The result: I chrony tested them shooting 9.5mm steel at 604fps. ... ... ok ok, perhaps they're not that good, but I had one of the best shooting sessions I've had since I started shooting a few weeks back, and I also had the most fun because I was able to experiment with the band lengths with the "meh, it's a rubber band, just get chopping!" attitude.

I started off with the full length bands, which I stretched out to about 4/5ths butterfly which was a bit scary cos I hadn't shot butterfly before and I was convinced I was going to either kill my slingshot, my finger, or take out a neighbouring house, but I survived that and was pretty happy. This step I can recommend actually as the bands need a bit of pre-stretching before they settle into their normal length.

I then cut them down to accommodate my normal anchor point and I tell ya, I was having a blast, I cut my in half once, then twice, and I was hitting the small remnant of the can very consistently, and tearing it up. What more can you ask for in a set of bands? They were destroying my target, comfortable to draw, making you grin like a hot sheep dog and were dirt cheap. Again, what more could you ask for? The only thing that stopped me unloading 9.5mm steel was the lights went out (huh... turns out the earth IS round after all).

I was shooting from my easy point (6 paces) and I'll go back to the 33ft line tomorrow and see how they go over the greater distance. All in all I reckon shot about 200 rounds all up - no sign of wear yet but I'll let you know.

Conclusion:
Are esselte superior 106 bands usable for slingshots? Absolutely.
Are they as fast or as powerful as TBG? Absolutely not.
But they're a great, cheap alternative for plinking cans and drinking beer. Bravo!!

Ooh, and take note of the magnetic ammo holder in the last photo. Just epoxied a strip of glove leather to a carabiner, then epoxied 4 rare earth magnets together, and to the leather. Holds about 20 9.5mm steel balls. It's not pretty, but again, cheap


----------



## Danny0663 (Mar 15, 2011)

> I chrony tested them shooting 9.5mm steel at 604fps


I think you made a typo.









But other wise, for the price. Not bad at all


----------



## bullseyeben! (Apr 24, 2011)

Danny0663 said:


> > I chrony tested them shooting 9.5mm steel at 604fps
> 
> 
> I think you made a typo.
> ...


Good to see you keeping it down under man! Sounds like a available/ affordable option... and I hope you meant 206fps lol... cheers man


----------



## Hrawk (Oct 25, 2010)

I've used them quite a bit. I usually get the 109's as I can get a full bandset from a single rubber band.
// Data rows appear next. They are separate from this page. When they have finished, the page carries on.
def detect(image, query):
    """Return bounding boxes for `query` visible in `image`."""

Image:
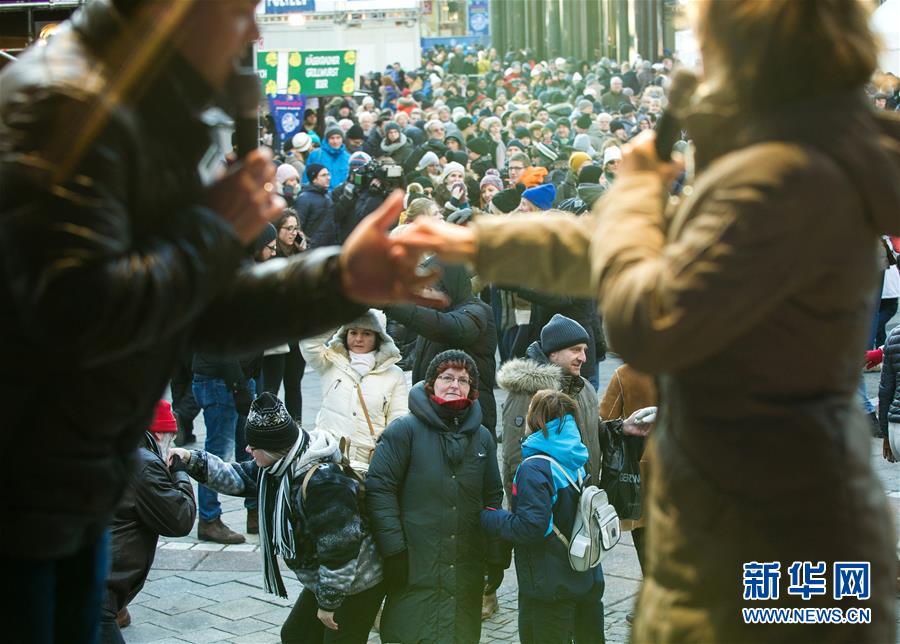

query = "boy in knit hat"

[172,392,384,642]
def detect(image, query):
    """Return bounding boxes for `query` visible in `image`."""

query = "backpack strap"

[300,463,322,503]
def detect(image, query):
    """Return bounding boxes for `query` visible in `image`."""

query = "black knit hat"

[540,314,591,356]
[491,183,525,213]
[245,391,300,450]
[425,349,478,400]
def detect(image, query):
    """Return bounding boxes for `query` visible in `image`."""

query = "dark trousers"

[260,342,306,424]
[519,595,578,644]
[281,582,385,644]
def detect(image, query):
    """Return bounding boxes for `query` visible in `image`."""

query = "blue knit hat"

[541,313,591,356]
[522,183,556,210]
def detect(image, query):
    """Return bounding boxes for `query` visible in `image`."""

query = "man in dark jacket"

[100,400,197,644]
[294,163,340,250]
[385,260,497,433]
[0,0,440,642]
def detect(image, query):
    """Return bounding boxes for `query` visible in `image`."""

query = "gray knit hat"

[541,313,591,356]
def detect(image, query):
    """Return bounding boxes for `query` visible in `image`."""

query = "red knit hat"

[150,400,178,434]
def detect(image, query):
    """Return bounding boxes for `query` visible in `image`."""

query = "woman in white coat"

[300,309,409,463]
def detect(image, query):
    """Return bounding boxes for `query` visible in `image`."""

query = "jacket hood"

[409,382,481,434]
[522,414,588,490]
[686,91,900,235]
[294,429,341,475]
[497,358,563,395]
[325,309,401,371]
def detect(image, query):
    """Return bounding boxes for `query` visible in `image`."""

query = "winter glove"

[231,385,253,416]
[866,349,884,369]
[484,563,503,595]
[169,454,187,475]
[384,550,409,590]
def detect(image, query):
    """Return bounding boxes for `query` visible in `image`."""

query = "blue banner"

[266,0,316,13]
[469,0,491,36]
[269,94,306,151]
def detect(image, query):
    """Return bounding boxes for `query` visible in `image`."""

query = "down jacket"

[497,342,602,499]
[187,430,383,611]
[366,382,508,644]
[300,310,409,463]
[106,432,197,610]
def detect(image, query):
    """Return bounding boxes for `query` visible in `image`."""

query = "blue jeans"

[193,375,238,521]
[0,530,110,644]
[234,378,258,510]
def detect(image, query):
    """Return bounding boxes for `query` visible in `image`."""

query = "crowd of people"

[0,0,900,644]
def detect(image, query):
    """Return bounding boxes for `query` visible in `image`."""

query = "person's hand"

[622,407,656,436]
[231,385,253,416]
[168,447,191,467]
[484,563,504,595]
[616,130,684,185]
[340,190,446,306]
[866,349,884,369]
[316,608,338,631]
[204,148,286,244]
[394,217,478,264]
[384,550,409,590]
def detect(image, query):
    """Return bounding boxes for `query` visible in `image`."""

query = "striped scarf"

[257,430,309,599]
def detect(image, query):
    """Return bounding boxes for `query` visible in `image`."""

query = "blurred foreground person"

[401,0,900,642]
[0,0,436,643]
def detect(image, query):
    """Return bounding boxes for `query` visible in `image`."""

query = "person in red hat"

[100,400,197,644]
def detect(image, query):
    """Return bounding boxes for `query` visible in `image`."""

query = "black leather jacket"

[0,0,364,558]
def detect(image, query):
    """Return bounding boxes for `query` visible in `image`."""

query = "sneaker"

[116,606,131,628]
[481,593,497,621]
[197,517,246,545]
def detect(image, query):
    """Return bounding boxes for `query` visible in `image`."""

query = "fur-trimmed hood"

[497,358,563,395]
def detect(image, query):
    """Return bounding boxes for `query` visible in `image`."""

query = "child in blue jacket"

[481,389,594,644]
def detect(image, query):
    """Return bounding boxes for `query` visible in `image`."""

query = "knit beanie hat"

[246,391,300,450]
[540,313,591,354]
[522,183,556,210]
[491,183,525,214]
[349,150,372,172]
[306,163,325,183]
[478,168,503,190]
[578,164,603,183]
[569,150,591,174]
[150,400,178,434]
[416,152,440,170]
[425,349,478,400]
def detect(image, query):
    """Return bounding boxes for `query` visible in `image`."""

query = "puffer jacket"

[481,415,594,601]
[366,382,508,644]
[0,0,364,559]
[878,326,900,436]
[106,432,197,610]
[497,342,602,498]
[188,430,383,611]
[294,183,341,250]
[300,310,409,463]
[306,141,350,192]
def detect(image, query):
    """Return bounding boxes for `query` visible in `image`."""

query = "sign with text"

[287,49,356,96]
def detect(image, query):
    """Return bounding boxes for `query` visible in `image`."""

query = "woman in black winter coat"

[366,351,508,644]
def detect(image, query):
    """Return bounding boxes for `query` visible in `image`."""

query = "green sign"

[287,49,356,96]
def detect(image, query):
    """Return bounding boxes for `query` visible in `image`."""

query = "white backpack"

[522,454,621,572]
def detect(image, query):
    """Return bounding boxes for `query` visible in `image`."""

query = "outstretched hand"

[340,190,447,307]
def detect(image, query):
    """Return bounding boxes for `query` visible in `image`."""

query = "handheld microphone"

[228,67,261,159]
[656,68,699,161]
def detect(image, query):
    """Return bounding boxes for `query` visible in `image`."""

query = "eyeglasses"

[438,376,472,387]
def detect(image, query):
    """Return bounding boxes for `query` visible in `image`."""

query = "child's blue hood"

[522,414,588,490]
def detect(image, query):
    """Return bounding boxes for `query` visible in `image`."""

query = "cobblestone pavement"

They are okish, great for the price.


----------



## All Buns Glazing (Apr 22, 2012)

Just for the record, I don't own a chrony and was pulling extreme numbers out of my Heinz.


----------



## Sean (Nov 17, 2011)

Great to hear of alternative bands. Up here we have access to Sparco's 107, which are an option I've enjoyed shooting as well.

BTW, I like that slingshot and idea of ammo holder with carabiner.


----------



## Charles (Aug 26, 2010)

IMO it is hard to beat cheap, no cut, readily available ... this is great info for the Aussies.

Cheers ....... Charles


----------



## pop shot (Sep 29, 2011)

when i heard about 107's last year, i went down to my office store and special ordered 3 lbs. 2 months later they came in, and i just love em! at 6.50 for 50 pieces you really can't beat em.


----------



## bullseyeben! (Apr 24, 2011)

What's the difference between 106 and 109? Thickness or size? Might get down to office works to grab a pack, and try em through the chrony..


----------



## pop shot (Sep 29, 2011)

106 is 6" looped length, 107 = 7", 109= 9"


----------



## rockslinger (Nov 16, 2010)

pop shot said:


> when i heard about 107's last year, i went down to my office store and special ordered 3 lbs. 2 months later they came in, and i just love em! at 6.50 for 50 pieces you really can't beat em.


 I paid the same. I just checked and now the're 8.99. Guess they figure they have a good thing.
Good for you All buns!


----------



## bullseyeben! (Apr 24, 2011)

pop shot said:


> 106 is 6" looped length, 107 = 7", 109= 9"


Ah makes sense, cheers...


----------



## treefork (Feb 1, 2010)

604fps! Would't that be nice!!!!!!


----------



## NaturalFork (Jan 21, 2010)

Charles said:


> IMO it is hard to beat cheap, no cut, readily available ... this is great info for the Aussies.
> 
> Cheers ....... Charles


Hard to disagree with that.


----------